Abby regarda l’image qu’il y avait sur l’ordinateur portable. C’était Google Earth. Abby trouva étrange qu’un homme ayant plusieurs milliers d’années puissent utiliser ce genre de technologie. Elle se fit à l’idée et regarda plus attentivement. Le pont sur Google Earth montrait un endroit dans la mer méditerranée.

- Cela correspond aux traductions que j’ai faite dans le temple, dit Abby.

- Oui, sauf que mes coordonnées sont plus précises. Il faut que tu fonces là-bas pour récupérer le Trident avant ton ex. Il ne faut pas que cet artefact se retrouve entre de mauvaises mains. Son pouvoir est incommensurable. Et très dangereux.

Abby regarda Atlas en fronçant le sourcil.

- Drake est un enfoiré, mais il n’a pas mauvais fond.

- Tu devrais vraiment faire plus attention à comment tu choisis tes hommes, fit Atlas en haussant les sourcils.

- Allez vous faire foutre.

Elle prit mentalement note des coordonnées puis Atlas reposa son ordinateur. Abby le regarda se rasseoir et elle allait faire de même quand il l’a stoppa d’un geste.

- Non ma fille, tu dois y aller. C’est urgent.

- Je dois rester pour vous poser des questions. Vous êtes une mine d’information. C’est trop précieux pour que je passe à côté, répondit-elle mais elle commençait déjà à se sentir partir.

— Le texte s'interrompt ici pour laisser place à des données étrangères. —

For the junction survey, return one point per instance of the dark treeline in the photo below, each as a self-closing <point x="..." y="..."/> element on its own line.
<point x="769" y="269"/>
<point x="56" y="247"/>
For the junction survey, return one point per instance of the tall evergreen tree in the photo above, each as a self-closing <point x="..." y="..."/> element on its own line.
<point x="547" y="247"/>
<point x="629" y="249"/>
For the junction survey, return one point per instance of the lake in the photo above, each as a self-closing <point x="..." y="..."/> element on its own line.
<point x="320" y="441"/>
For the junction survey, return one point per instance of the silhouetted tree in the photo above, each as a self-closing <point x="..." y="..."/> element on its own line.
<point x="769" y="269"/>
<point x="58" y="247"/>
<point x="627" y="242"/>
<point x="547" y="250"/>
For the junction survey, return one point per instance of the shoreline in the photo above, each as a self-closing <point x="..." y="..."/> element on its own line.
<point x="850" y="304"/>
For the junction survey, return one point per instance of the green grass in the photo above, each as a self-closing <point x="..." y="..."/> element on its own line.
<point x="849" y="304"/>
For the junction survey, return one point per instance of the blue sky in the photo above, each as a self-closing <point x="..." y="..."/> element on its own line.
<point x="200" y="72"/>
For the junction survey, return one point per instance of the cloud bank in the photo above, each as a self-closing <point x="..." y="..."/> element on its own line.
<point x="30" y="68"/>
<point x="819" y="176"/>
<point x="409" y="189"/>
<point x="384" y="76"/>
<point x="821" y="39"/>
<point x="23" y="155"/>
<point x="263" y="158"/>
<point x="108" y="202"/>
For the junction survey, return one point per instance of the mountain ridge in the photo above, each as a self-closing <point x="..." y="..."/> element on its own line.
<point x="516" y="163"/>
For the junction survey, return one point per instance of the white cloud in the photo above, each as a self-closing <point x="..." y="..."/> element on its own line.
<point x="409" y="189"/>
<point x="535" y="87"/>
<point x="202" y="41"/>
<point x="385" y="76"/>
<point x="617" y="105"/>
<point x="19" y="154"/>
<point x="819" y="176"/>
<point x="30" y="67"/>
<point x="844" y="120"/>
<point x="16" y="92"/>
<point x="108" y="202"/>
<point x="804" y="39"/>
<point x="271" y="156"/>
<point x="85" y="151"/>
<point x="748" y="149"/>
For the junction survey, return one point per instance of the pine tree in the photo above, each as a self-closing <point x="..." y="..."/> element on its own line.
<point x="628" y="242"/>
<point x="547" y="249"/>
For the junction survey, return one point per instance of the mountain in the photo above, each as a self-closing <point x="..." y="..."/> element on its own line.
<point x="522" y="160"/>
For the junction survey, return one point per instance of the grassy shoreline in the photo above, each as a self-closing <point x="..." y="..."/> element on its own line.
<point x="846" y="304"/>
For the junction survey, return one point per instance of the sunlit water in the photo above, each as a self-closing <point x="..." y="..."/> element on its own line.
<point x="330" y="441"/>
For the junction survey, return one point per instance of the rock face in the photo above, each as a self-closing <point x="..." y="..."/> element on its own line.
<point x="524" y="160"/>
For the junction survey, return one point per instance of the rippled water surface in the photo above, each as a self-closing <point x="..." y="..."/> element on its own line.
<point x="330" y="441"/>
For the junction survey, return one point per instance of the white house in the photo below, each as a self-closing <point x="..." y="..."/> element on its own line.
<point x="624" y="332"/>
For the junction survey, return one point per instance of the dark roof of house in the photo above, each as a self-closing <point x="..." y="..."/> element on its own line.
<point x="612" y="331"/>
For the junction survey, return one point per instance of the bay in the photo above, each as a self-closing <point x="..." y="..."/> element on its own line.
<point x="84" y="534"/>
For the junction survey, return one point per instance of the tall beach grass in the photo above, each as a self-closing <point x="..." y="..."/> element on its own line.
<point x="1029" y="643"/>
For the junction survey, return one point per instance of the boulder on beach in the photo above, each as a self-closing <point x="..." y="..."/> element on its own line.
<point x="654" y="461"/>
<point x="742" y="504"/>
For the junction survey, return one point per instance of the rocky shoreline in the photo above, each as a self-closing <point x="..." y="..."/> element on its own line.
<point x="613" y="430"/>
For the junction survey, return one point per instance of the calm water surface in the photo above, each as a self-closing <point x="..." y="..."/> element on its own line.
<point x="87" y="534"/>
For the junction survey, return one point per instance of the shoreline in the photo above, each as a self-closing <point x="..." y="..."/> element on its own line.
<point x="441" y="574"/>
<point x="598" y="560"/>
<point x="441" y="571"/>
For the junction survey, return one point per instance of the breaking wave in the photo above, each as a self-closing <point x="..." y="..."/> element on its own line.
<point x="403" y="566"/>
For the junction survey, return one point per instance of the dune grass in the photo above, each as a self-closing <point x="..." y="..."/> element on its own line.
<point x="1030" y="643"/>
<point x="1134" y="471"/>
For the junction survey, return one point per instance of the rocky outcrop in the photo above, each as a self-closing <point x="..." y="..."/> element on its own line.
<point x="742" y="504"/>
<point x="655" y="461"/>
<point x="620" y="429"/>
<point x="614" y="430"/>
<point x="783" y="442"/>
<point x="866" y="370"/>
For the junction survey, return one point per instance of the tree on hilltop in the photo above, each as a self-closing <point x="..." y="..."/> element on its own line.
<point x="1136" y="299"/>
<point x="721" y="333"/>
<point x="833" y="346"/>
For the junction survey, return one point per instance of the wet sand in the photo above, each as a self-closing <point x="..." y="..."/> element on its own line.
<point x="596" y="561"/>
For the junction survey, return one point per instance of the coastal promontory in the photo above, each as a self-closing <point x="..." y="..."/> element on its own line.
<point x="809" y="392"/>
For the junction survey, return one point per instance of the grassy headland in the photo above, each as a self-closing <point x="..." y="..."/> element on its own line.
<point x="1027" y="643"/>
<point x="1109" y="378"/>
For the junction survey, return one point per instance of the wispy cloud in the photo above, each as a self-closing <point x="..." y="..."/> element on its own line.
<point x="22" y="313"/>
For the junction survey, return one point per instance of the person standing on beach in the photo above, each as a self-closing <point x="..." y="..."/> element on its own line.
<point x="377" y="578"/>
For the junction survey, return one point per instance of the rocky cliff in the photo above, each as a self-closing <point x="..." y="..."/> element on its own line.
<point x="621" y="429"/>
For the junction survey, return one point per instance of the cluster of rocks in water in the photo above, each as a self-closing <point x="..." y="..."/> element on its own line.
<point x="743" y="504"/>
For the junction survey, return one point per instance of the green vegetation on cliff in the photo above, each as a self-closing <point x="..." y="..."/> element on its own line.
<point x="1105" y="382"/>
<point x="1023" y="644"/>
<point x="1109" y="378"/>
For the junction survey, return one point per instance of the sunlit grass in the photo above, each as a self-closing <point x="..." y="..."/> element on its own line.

- Une prochaine fois, je te le promet, dit-il en fermant les yeux et en poussant légèrement la main dans un geste rappelant à Abby ses cours de taekwondo. L’instant d’après, elle se sentit tirée en arrière par une force mystérieuse. Elle traversa le tunnel à toute vitesse et se retrouva à survoler l’océan. Elle vit les falaises qui abritaient Atlas disparaître à l’horizon. Elle se retourna alors et contempla le vaste océan, sentant un air incroyablement frais, en provenance de l’Antarctique. Elle sentit également une sensation étrange, un sentiment d’urgence, d’inquiétude, de menace, provenir du vaste horizon, comme si quelque chose d’immense sommeillait de l’autre côté de l’horizon, à l’intérieur du gigantesque continent de glace.

Avant qu’elle disparaisse complètement, elle eut le temps de penser : « pourquoi Atlas se cache-t-il ici ? ».

Et l’instant d’après, elle se retrouva dans sa chaise, la clope encore fumante et le café encore chaud. Elle but une gorgée en se disant que ces derniers jours avaient été les plus étranges de sa vie.